Si te decides a pasar tus vacaciones de invierno por encima del Círculo Polar Ártico, sabes que te enfrentas a temperaturas bajas, seguramente a mucha nieve y, sobre todo, a no ver el sol durante todo el día. Pero, a cambio, puedes ver el mágico baile que hacen las auroras boreales en el cielo. Y ese era el objetivo de visitar Tromsø, en la Laponia noruega, en los días previos y posteriores a la Nochevieja.

Lo cierto es que cuando viajas en estas fechas sueles escuchar a menudo que enero y febrero son meses mejores para verlas. Pero a finales de diciembre, si consigues tener cielos despejados, no debería haber demasiados problemas para ver auroras boreales. Y en muchos casos, desde la propia ciudad.  Nosotros, sin embargo, no tuvimos esa suerte porque en esos últimos días del año y primeros del siguiente Tromsø estuvo cubierta de nubes y tuvimos mucha lluvia. ¿La solución? Hacer un safari de auroras boreales.

Nosotros escogimos hacerlo con Arctic Guide Service, que hace estos safaris desde el 15 de septiembre hasta el 31 de marzo y debo decir que salimos encantados. Pero si por lo que sea no queréis contratar el safari con esta empresa, hay otras que suelen utilizar los mismos puntos de avistamiento y que utilizan la misma información meteorológica para decidir dónde ir.
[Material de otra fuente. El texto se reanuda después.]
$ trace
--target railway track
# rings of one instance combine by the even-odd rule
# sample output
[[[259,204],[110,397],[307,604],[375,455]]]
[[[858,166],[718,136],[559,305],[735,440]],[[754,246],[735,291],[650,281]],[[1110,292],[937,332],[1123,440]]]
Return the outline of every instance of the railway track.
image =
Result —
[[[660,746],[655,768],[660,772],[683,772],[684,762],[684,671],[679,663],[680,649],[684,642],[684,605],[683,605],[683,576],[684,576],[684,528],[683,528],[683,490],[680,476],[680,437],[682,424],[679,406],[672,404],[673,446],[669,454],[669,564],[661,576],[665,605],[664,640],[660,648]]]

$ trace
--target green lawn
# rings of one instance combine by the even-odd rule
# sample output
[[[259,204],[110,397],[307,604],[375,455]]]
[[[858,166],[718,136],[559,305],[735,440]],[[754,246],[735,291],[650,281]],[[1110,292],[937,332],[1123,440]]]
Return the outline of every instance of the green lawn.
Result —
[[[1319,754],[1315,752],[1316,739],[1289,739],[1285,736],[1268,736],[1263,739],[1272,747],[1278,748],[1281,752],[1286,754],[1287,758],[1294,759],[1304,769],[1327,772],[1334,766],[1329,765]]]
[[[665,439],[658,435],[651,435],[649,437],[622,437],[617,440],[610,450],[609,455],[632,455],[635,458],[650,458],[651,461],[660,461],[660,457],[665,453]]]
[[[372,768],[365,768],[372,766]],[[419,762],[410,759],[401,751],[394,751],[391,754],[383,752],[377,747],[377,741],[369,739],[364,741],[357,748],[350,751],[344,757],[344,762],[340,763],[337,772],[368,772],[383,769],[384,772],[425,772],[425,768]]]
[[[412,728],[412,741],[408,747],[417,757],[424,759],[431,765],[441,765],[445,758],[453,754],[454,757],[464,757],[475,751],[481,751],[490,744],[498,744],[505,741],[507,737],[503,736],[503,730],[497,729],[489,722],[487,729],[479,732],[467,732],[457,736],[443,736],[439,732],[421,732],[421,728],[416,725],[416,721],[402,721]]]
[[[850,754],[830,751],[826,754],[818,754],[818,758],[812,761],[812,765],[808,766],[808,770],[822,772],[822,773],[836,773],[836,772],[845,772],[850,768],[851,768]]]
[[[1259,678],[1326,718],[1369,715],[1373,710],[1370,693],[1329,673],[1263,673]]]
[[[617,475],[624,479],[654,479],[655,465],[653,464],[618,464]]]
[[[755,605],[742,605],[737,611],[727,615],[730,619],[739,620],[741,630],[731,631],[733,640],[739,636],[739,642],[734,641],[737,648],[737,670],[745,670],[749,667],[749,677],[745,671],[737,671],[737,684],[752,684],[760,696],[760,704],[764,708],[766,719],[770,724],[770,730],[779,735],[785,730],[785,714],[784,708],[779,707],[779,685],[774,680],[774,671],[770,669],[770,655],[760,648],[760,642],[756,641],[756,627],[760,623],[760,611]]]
De hecho, hasta en los hoteles encontramos puntos de información desde los que podemos contratar este tipo de excursiones.

Y es que aunque vayamos con la aplicación que Visit Norway ha lanzado, Norway Lights, ésta sólo nos dice la posibilidad de ver auroras en las principales ciudades del norte del país. Pero no te dice, por ejemplo, si conduciendo dos horas desde alguna de esas ciudades vas a poder verlas. Por eso, aunque la aplicación es muy útil, para casos de necesidad como el nuestro, conviene contratar uno de estos safaris. Si queréis probar la app podéis descargarla aquí para iOS y aquí para Android.

Eso sí, estos safaris no salen baratos pero merecen mucho la pena y, desde luego, llevan su tiempo. Te citan sobre las 18:15 horas y hasta las 00:30 o incluso más tarde no se vuelve, aunque la hora de vuelta varía en función de cada safari. Eso sí, ellos no te pueden asegurar que vas a ver auroras y, de hecho, mientras estás yendo hacia el destino, el guía siempre dice if and when they occur para curarse en salud. Quizás nosotros salimos tan encantados porque pudimos verlas, porque imagino que el que vaya hasta allí, contrate el servicio y no las vea, se llevará un chasco importante.

¿Cuánto cuesta, entonces? El precio para adultos es de 950 NOK (unos 107 euros al cambio), mientras que los niños pagan 475 NOK (unos 53 euros al cambio). Eso sí, si ya habéis hecho un safari con ellos y volvéis a la ciudad en otra ocasión, aunque sea en otro año, si comentáis que ya hicisteis un safari con ellos el precio final os resultará más barato.

¿Por qué Tromsø?

Tromsø recibe el nombre de “Capital del Ártico” y su situación en el Paralelo 69 hace que sea un gran lugar para ver estas impresionantes muestras de la grandiosidad de la naturaleza. Como os decía, es posible ver auroras boreales desde la propia ciudad, si las condiciones son propicias.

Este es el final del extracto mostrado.